I think I may know someone who is being abused. How can I help?

  • Ask direct questions gently. Give her/him time to talk.
  • Listen carefully. Believe him/her and let them know that the violence is not their fault.
  • Explain that domestic violence is not okay, and there is no excuse for it. Let her/him know that, despite promises from the partner, the violence will probably continue and may get worse.
  • Reinforce her/his concern for children in the relationship. Reach out to the children and provide support for them as well.
  • Encourage her/him to plan ahead for her/his safety and for the children’s safety before another incident takes place.
  • Support her/his rights to make her/his own decisions.
  • Learn about local domestic violence programs, and provide contact numbers to the person you think is being abused.
  • Call the police if you see or hear an incident of physical abuse.

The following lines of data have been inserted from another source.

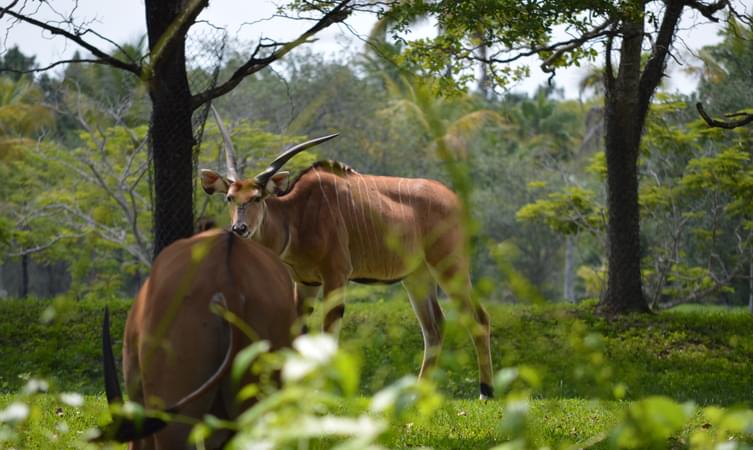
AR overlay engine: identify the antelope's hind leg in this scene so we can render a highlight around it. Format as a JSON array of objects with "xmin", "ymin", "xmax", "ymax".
[{"xmin": 403, "ymin": 267, "xmax": 444, "ymax": 379}]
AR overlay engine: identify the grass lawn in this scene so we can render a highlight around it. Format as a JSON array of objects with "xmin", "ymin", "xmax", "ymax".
[{"xmin": 0, "ymin": 299, "xmax": 753, "ymax": 449}]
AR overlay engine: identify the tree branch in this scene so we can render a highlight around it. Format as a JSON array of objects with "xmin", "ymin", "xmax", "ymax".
[
  {"xmin": 695, "ymin": 102, "xmax": 753, "ymax": 130},
  {"xmin": 0, "ymin": 1, "xmax": 141, "ymax": 76},
  {"xmin": 191, "ymin": 0, "xmax": 350, "ymax": 109},
  {"xmin": 541, "ymin": 20, "xmax": 614, "ymax": 73},
  {"xmin": 8, "ymin": 233, "xmax": 86, "ymax": 256},
  {"xmin": 685, "ymin": 0, "xmax": 729, "ymax": 22},
  {"xmin": 638, "ymin": 0, "xmax": 685, "ymax": 114}
]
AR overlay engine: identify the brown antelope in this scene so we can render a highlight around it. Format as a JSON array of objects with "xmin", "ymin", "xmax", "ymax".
[
  {"xmin": 103, "ymin": 230, "xmax": 297, "ymax": 450},
  {"xmin": 201, "ymin": 110, "xmax": 492, "ymax": 398}
]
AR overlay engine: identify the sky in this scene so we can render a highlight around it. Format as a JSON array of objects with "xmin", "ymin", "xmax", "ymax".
[{"xmin": 0, "ymin": 0, "xmax": 750, "ymax": 98}]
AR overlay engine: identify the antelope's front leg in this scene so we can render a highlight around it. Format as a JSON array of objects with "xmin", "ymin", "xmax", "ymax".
[
  {"xmin": 295, "ymin": 282, "xmax": 319, "ymax": 334},
  {"xmin": 322, "ymin": 276, "xmax": 348, "ymax": 338}
]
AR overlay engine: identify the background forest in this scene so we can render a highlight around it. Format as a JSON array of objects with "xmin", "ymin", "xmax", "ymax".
[{"xmin": 0, "ymin": 18, "xmax": 753, "ymax": 308}]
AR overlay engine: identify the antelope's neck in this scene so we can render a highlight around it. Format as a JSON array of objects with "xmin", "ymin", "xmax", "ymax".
[{"xmin": 256, "ymin": 197, "xmax": 290, "ymax": 255}]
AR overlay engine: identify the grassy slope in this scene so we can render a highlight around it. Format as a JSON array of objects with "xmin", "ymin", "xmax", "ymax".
[{"xmin": 0, "ymin": 300, "xmax": 753, "ymax": 448}]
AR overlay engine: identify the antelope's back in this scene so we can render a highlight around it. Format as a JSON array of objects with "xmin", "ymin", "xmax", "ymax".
[{"xmin": 293, "ymin": 166, "xmax": 461, "ymax": 280}]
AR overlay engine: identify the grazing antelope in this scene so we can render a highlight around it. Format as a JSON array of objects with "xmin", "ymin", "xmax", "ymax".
[
  {"xmin": 102, "ymin": 230, "xmax": 297, "ymax": 450},
  {"xmin": 201, "ymin": 109, "xmax": 492, "ymax": 398}
]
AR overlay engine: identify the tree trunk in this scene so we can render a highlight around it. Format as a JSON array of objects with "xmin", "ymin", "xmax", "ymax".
[
  {"xmin": 562, "ymin": 234, "xmax": 575, "ymax": 303},
  {"xmin": 748, "ymin": 250, "xmax": 753, "ymax": 314},
  {"xmin": 18, "ymin": 255, "xmax": 29, "ymax": 298},
  {"xmin": 146, "ymin": 0, "xmax": 194, "ymax": 256},
  {"xmin": 599, "ymin": 20, "xmax": 649, "ymax": 315}
]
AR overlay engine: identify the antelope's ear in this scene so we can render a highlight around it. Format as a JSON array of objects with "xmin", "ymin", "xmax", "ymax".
[
  {"xmin": 199, "ymin": 169, "xmax": 230, "ymax": 195},
  {"xmin": 264, "ymin": 171, "xmax": 290, "ymax": 195}
]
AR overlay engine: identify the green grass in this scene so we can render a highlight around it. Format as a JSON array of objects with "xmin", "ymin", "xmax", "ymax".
[{"xmin": 0, "ymin": 299, "xmax": 753, "ymax": 449}]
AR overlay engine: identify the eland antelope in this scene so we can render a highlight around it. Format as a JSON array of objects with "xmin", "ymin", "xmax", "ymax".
[
  {"xmin": 201, "ymin": 109, "xmax": 492, "ymax": 398},
  {"xmin": 102, "ymin": 229, "xmax": 298, "ymax": 450}
]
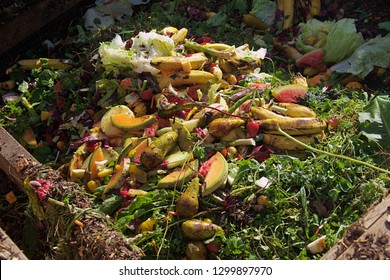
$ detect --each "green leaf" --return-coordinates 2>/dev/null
[99,196,125,215]
[359,95,390,150]
[378,21,390,31]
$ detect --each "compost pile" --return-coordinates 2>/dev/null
[0,1,390,259]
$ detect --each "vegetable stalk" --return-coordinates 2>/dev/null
[277,125,390,175]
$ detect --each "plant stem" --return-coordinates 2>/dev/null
[277,125,390,175]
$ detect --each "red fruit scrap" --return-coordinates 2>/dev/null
[141,89,153,101]
[246,120,260,138]
[196,36,215,45]
[326,119,340,129]
[206,242,221,254]
[187,87,199,101]
[119,187,129,199]
[194,127,206,139]
[30,179,54,200]
[236,74,246,83]
[248,145,275,162]
[295,49,324,69]
[199,159,213,178]
[145,122,158,137]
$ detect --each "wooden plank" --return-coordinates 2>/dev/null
[0,127,143,260]
[0,126,39,186]
[0,0,82,54]
[0,228,27,260]
[322,195,390,260]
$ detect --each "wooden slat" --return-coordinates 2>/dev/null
[322,195,390,260]
[0,0,86,54]
[0,228,27,260]
[0,126,39,186]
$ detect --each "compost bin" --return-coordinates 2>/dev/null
[0,0,390,260]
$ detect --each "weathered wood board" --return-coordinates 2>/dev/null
[322,195,390,260]
[0,0,87,54]
[0,228,27,260]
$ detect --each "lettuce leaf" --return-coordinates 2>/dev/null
[359,95,390,151]
[99,35,134,71]
[323,18,364,63]
[330,35,390,79]
[295,19,334,53]
[296,18,364,63]
[99,32,175,75]
[250,0,276,25]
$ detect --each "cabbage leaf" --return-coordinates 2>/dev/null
[359,95,390,151]
[296,18,364,63]
[330,35,390,79]
[99,32,175,75]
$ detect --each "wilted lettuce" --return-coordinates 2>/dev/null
[323,18,363,63]
[250,0,276,25]
[99,35,134,71]
[296,18,363,63]
[331,35,390,78]
[99,32,175,74]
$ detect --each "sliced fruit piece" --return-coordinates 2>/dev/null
[150,53,208,71]
[103,161,125,198]
[22,128,38,149]
[157,159,198,188]
[70,168,85,179]
[140,130,179,169]
[69,143,88,182]
[164,151,194,169]
[172,121,194,151]
[100,105,134,138]
[129,163,148,184]
[208,117,245,138]
[308,74,330,87]
[111,114,157,131]
[295,49,324,69]
[272,84,308,103]
[88,147,104,180]
[199,152,228,196]
[127,139,148,160]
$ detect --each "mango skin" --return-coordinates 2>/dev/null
[181,219,223,240]
[140,131,179,169]
[176,177,199,217]
[185,241,208,260]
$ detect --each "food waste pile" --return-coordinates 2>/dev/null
[1,0,389,259]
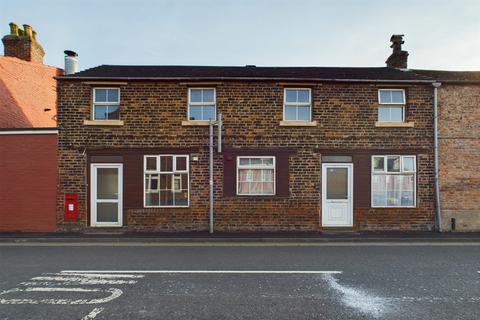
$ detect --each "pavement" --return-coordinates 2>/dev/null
[0,232,480,243]
[0,241,480,320]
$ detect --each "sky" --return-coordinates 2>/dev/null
[0,0,480,70]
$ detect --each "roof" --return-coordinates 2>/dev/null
[412,69,480,82]
[60,65,432,82]
[0,56,63,128]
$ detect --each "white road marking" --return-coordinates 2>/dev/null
[32,277,137,285]
[323,274,389,318]
[0,287,123,305]
[81,308,104,320]
[0,239,480,247]
[62,270,342,274]
[58,272,145,279]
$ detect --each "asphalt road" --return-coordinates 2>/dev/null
[0,243,480,320]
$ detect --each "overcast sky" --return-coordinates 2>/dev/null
[0,0,480,70]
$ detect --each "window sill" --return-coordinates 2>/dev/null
[83,120,123,126]
[182,120,217,126]
[375,121,415,128]
[280,121,317,127]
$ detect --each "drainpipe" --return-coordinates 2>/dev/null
[208,119,214,233]
[432,82,442,232]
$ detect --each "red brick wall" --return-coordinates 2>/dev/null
[0,134,58,232]
[438,83,480,231]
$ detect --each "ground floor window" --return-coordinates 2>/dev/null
[144,155,189,207]
[237,157,275,196]
[372,156,417,207]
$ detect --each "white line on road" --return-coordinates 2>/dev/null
[62,270,342,274]
[81,308,104,320]
[31,277,137,284]
[58,272,144,279]
[0,239,480,247]
[0,287,123,305]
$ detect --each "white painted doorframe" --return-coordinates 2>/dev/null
[322,163,353,228]
[90,163,123,227]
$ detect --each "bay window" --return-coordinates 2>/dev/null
[372,155,416,208]
[144,155,189,207]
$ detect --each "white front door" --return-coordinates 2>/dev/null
[90,163,123,227]
[322,163,353,227]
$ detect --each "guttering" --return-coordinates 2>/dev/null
[55,76,435,84]
[0,128,58,135]
[432,82,442,232]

I know someone who is abusive. What can I do?

  • Explain that domestic violence is not acceptable, and there is no excuse for it. Explain that many acts of abuse are crimes.
  • Help the abuser identify alternative ways to handle situations. Explain that using violence is always a choice that he/she should not choose.
  • Support the abuser in taking responsibility for their actions.
  • Learn about batterer intervention programs, and provide contact numbers to the person that you think may be abusive.
  • Call the police if you see or hear an incident of physical abuse.